Project overview

TINTIN

Thrust-Integrated Neural Touchdown with Reinforcement Learning and INertial Navigation

Jerry Cheng, Juncheng Zhou

Core Contributions

We present a Deep Reinforcement Learning (DRL) approach for Integrated Guidance and Control (IGC) of a variable-mass 6-DoF lunar lander. The method replaces traditional trajectory-planning and control loops.

RocketGym Simulator

A high-fidelity 6-DoF MuJoCo environment modeling variable-mass rigid-body dynamics and thrust-attitude coupling.

DRL-Based IGC Policy

A policy trained with curriculum learning and domain randomization for robustness across a deployment ellipse.

Robust Soft Landings

Achieves high Monte Carlo success rates and quasi-fuel-optimal performance.

Intro visual

System Overview and Architecture.

The lunar rocket-landing pipeline comprises three main phases: Entry, Flip and Altitude Capture, and Terminal Landing Burn

The problem is modeled as a continuous-control Markov Decision Process (MDP) with a control objective of minimum-fuel landing while stabilizing position, attitude, and vertical descent toward the designated target.

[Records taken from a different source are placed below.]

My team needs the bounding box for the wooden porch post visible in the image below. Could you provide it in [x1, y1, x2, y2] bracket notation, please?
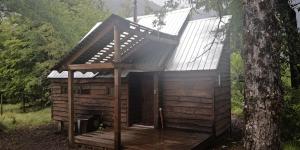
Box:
[153, 73, 159, 129]
[68, 70, 74, 146]
[114, 25, 121, 150]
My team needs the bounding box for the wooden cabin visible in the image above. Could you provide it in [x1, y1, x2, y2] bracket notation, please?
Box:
[48, 9, 231, 149]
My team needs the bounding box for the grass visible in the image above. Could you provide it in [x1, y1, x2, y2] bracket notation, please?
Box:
[0, 104, 51, 131]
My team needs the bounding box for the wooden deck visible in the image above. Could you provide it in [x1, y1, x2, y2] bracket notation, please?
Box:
[75, 127, 210, 150]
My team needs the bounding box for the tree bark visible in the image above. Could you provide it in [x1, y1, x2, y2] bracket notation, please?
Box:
[244, 0, 282, 150]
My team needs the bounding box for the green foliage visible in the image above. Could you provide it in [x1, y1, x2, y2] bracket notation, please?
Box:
[3, 0, 109, 48]
[0, 104, 51, 131]
[0, 13, 66, 101]
[0, 0, 109, 103]
[281, 89, 300, 140]
[230, 52, 244, 117]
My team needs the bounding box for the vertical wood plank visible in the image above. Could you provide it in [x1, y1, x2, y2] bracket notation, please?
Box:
[68, 70, 74, 146]
[114, 25, 121, 150]
[153, 73, 159, 128]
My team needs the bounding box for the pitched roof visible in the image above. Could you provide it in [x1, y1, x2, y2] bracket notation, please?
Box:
[166, 16, 231, 71]
[127, 8, 191, 35]
[48, 9, 231, 78]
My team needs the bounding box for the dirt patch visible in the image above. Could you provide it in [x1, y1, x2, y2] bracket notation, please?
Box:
[0, 124, 68, 150]
[0, 117, 243, 150]
[212, 116, 244, 150]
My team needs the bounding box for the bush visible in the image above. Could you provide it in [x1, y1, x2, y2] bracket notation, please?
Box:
[281, 89, 300, 141]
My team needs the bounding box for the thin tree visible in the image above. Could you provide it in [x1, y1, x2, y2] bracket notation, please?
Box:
[244, 0, 282, 150]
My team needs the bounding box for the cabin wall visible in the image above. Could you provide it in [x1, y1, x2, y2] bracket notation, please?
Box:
[50, 78, 128, 126]
[214, 42, 231, 136]
[160, 71, 216, 133]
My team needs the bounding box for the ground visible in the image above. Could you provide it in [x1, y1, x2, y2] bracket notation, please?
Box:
[0, 123, 244, 150]
[0, 105, 300, 150]
[0, 124, 68, 150]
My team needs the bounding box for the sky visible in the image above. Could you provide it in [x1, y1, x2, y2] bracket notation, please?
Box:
[150, 0, 165, 6]
[150, 0, 188, 6]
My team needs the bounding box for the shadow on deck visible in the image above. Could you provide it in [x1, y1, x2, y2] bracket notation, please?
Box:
[75, 127, 210, 150]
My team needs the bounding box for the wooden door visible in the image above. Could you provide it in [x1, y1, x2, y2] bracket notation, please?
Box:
[141, 75, 154, 125]
[129, 73, 154, 126]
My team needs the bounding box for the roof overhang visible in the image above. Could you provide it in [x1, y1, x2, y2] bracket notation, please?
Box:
[52, 15, 179, 72]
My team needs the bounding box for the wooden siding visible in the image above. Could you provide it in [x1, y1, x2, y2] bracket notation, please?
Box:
[214, 39, 231, 136]
[50, 79, 128, 126]
[161, 71, 215, 133]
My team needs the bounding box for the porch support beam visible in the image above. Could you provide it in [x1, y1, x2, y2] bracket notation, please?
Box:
[115, 64, 163, 71]
[113, 24, 121, 150]
[69, 63, 114, 70]
[153, 72, 159, 129]
[68, 70, 74, 146]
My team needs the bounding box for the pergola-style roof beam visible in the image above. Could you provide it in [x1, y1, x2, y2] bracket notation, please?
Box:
[68, 63, 114, 70]
[65, 25, 113, 68]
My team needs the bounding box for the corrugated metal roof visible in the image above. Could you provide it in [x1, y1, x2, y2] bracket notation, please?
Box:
[166, 16, 231, 71]
[79, 8, 191, 43]
[127, 8, 191, 35]
[47, 70, 98, 79]
[48, 11, 231, 78]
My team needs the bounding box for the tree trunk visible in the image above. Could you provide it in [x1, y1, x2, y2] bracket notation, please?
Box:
[244, 0, 282, 150]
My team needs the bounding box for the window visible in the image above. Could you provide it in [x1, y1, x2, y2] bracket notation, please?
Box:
[60, 85, 68, 94]
[80, 85, 91, 95]
[106, 87, 115, 96]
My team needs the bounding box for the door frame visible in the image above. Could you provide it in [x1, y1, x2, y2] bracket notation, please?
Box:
[127, 72, 159, 128]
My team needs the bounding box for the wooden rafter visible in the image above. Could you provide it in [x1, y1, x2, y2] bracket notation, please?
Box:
[115, 64, 163, 71]
[121, 39, 150, 61]
[65, 25, 113, 65]
[69, 63, 114, 70]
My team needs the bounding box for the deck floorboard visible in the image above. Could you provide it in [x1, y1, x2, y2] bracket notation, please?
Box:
[75, 127, 210, 150]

The Deep Reinforcement Learning algorithm used is Soft Actor-Critic (SAC). The raw observation includes the full translational and rotational state $o_{t}=[p,v,q,\omega,m]\in\mathbb{R}^{14}$. The action vector is the commanded thrust and gimbal angles: $a_{t}=[T,\theta_{p},\theta_{y}]$.

Reward shaping balances dense and sparse rewards to optimize training speed. Shaping terms encourage minimizing attitude tilt ($15 \cos(\theta)$), reducing vertical descent, decreasing lateral distance, and shortening flight duration. Successful soft landings receive a terminal bonus of $1000+5(\frac{m_{fuel}}{m_{0}})$.

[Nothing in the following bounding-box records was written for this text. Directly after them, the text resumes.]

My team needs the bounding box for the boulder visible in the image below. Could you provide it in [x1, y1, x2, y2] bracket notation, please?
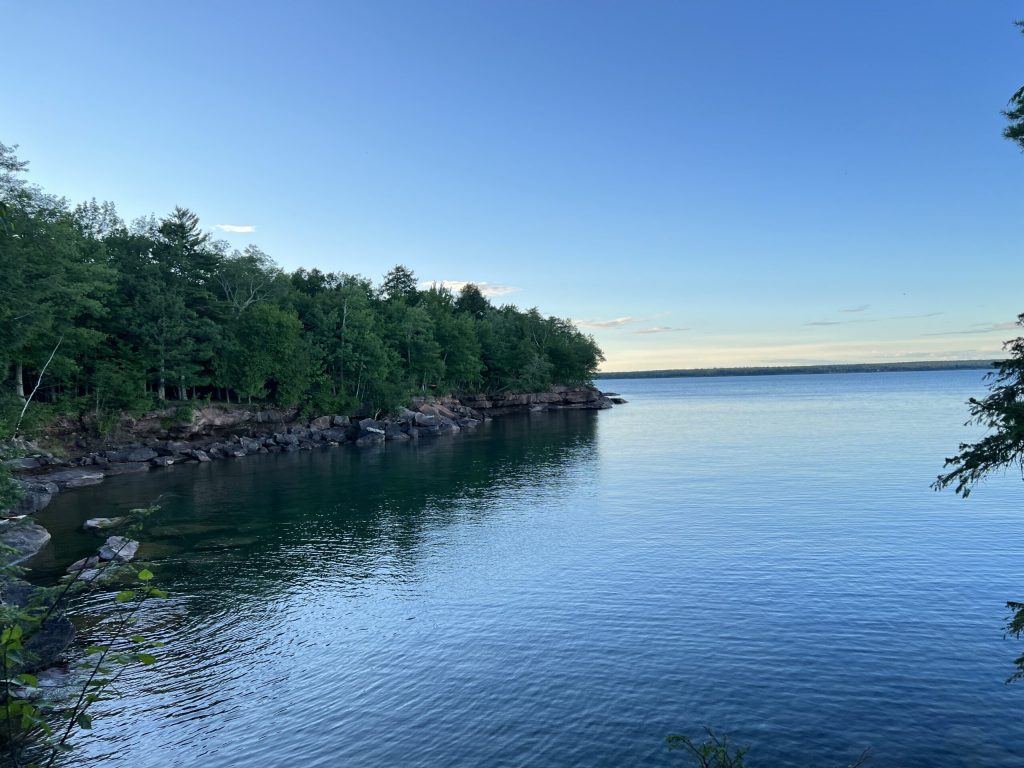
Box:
[0, 518, 50, 565]
[125, 447, 157, 462]
[82, 517, 125, 530]
[99, 536, 138, 562]
[103, 457, 149, 475]
[359, 419, 384, 434]
[6, 478, 59, 515]
[321, 427, 348, 442]
[384, 424, 409, 440]
[35, 467, 103, 490]
[355, 431, 384, 447]
[67, 555, 99, 573]
[4, 456, 42, 469]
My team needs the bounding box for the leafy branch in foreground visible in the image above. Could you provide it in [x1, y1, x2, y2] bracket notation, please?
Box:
[0, 508, 167, 768]
[932, 313, 1024, 499]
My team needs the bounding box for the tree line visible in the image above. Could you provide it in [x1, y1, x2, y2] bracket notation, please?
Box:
[0, 143, 603, 434]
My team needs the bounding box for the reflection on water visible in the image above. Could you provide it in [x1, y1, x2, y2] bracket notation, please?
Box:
[24, 372, 1024, 768]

Curriculum learning progressively tightens success criteria once the policy achieves an 80% success rate at each level. Domain randomization improves robustness by varying initial conditions like pose, velocity, and mass.

Phase 1: Data Acquisition Visual Component B: Core Model Visual Phase 3: Post-processing Visual Component D: Feedback Loop Visual

Achieved Robust Soft Landings

The resulting SAC policy achieved robust soft landings across wide variations in initial pose, velocity, and mass. The Monte Carlo failure analysis identified the primary sources of failure.

* 43% of episodes terminate due to excessive tilt. * 27% terminate due to lateral drift. * 19% terminate due to high terminal velocity.

Monte Carlo landing trajectories analysis plot

Global Guidance is Strong, Terminal Stability is Weak

The SAC policy reliably handles the global descent and flip maneuvers. However, failures are dominated by limited terminal stability, suggesting difficulties with late-phase attitude stabilization.

Success is defined as touchdown within 80 m of target, tilt $\le 15^{\circ}$, and vertical speed between 0 and 20 m/s.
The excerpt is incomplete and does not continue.